CP Psychiatry Journal February 1946 General Chisholm

Fascinating and dangerous article about psychiatrist General Brock Chisholm who later became first Director General of the World Health Organisation. Chisholm proposes that we set aside the "mistaken old ways of our elders", and we take charge of our own destiny. In his agenda no one is without a part to play in this challenging undertaking: the church, the home, schools, and government should set themselves the task of examining and understanding and treating the ills that beset society - and the individual. And the role of the psychiatrist in this venture is not merely that of a healer; it is the greater task of him who seeks the causes of fear, anxiety, prejudice, and vicious passion, and works to eradicate those causes.

Please also see the paper by Colonel Rees listed in this section of cpexposed.

Chisholm's works are dangerous in their blatant attack on the rights of individuals to determine their own destiny under free will, and to replace free will with the directed will of a psychiatry based elite. Twisted minds such as this were linked to the rise of eugenics which proposed the eradication of those unable to conform to the proposed new world order. Thousands of sterilisations of women considered unfit to have children were carried out in the USA prior to WW2, and the Nazi programme of eugenics simply expanded on the eugenics theme. Chisholm's twisted views have been incorporated into WHO and UN policies designed to 'Change' western societies into the system of world government. The flooding of western democracies with NGOs Non Governmental Organsiations and third sector organisations together with 'Leadership Training' is also UN policy.

Wikipaedia provides the following information on Chisholm.....

After the war, Chisholm pursued his lifelong passion of medicine, earning his M.D. from the University of Toronto by 1924 before interning in England, where he specialized in psychiatry. After six years in general practice in his native Oakville, he attended Yale University where he specialized in the mental health of children. During this time Chisholm developed his strong view that children should be raised in as intellectually free environment as possible, independent of the prejudices and biases - political, moral and religious - of their parents. At the outbreak of the Second World War, Chisholm rapidly rose in stature within the Canadian military and government. He joined the war effort as a psychiatrist dealing with psychological aspects of soldier training before rising to the rank of Director General of the Medical Services, the highest position within the medical ranks of the Canadian Army. He was the first psychiatrist to head the medical ranks of any army in the world. In 1944, the Canadian Government created the position of Deputy Minister of Health. Chisholm was first the person to occupy the post and held it until 1946.

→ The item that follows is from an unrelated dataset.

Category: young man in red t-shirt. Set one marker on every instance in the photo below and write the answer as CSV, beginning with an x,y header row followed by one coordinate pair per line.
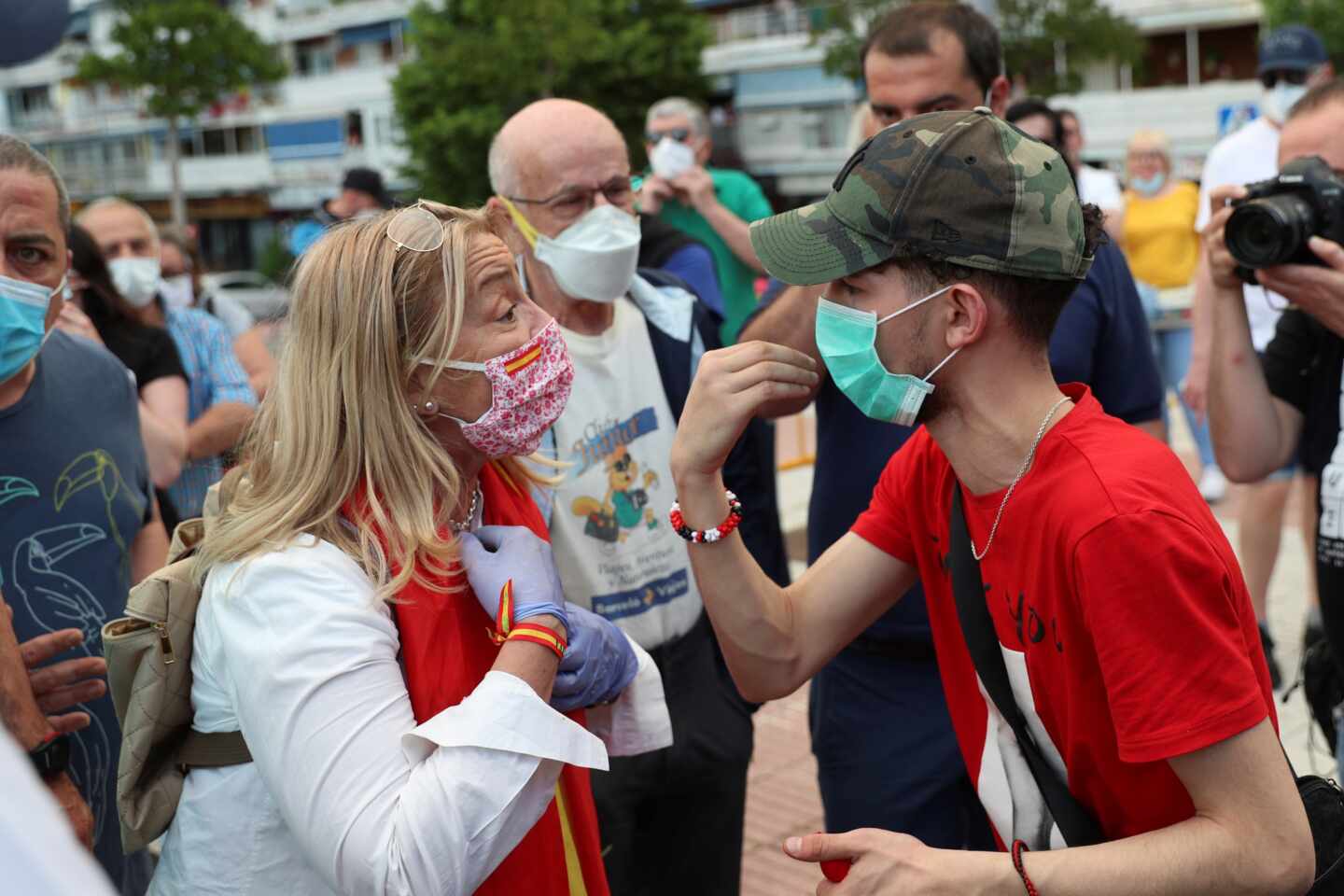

That same year Chisholm took his views to the international scene, becoming the Executive Secretary of the Interim Commission of the World Health Organization, based in Geneva, Switzerland. He was one of 16 international experts consulted in drafting the agency's first constitution. The WHO became a permanent UN fixture in April, 1948, and Chisholm became the agency's first Director-General on a 46-2 vote. Chisholm was now in the unique position of being able to brings his views on the importance of international mental and physical health to the world. Refusing re-election, he occupied the post until 1953, during which time the WHO dealt successfully with a cholera epidemic in Egypt, malaria outbreaks in Greece and Sardinia, and introduced shortwave epidemic-warning services for ships at sea.
Chisholm was a controversial public speaker who nevertheless had great conviction, and drew much cynicism within the Canadian public for comments in the mid-1940s that children should not be encouraged to believe in Santa Claus. Calls for his resignation as Deputy Minister of Health were quelled by his appointment as Executive Secretary of the WHO, but his public perception as "Canada's most famously articulate angry man" lingered.
Chisholm was an Honorary President of the World Federalists of Canada, President of the World Federation of Mental Health (1957–1958) and an Honorary Fellow of a number of prestigious medical associations. In 1959, the American Humanist Association named him Humanist of the Year. He received numerous honorary degrees and was made a Companion of the Order of Canada in 1967.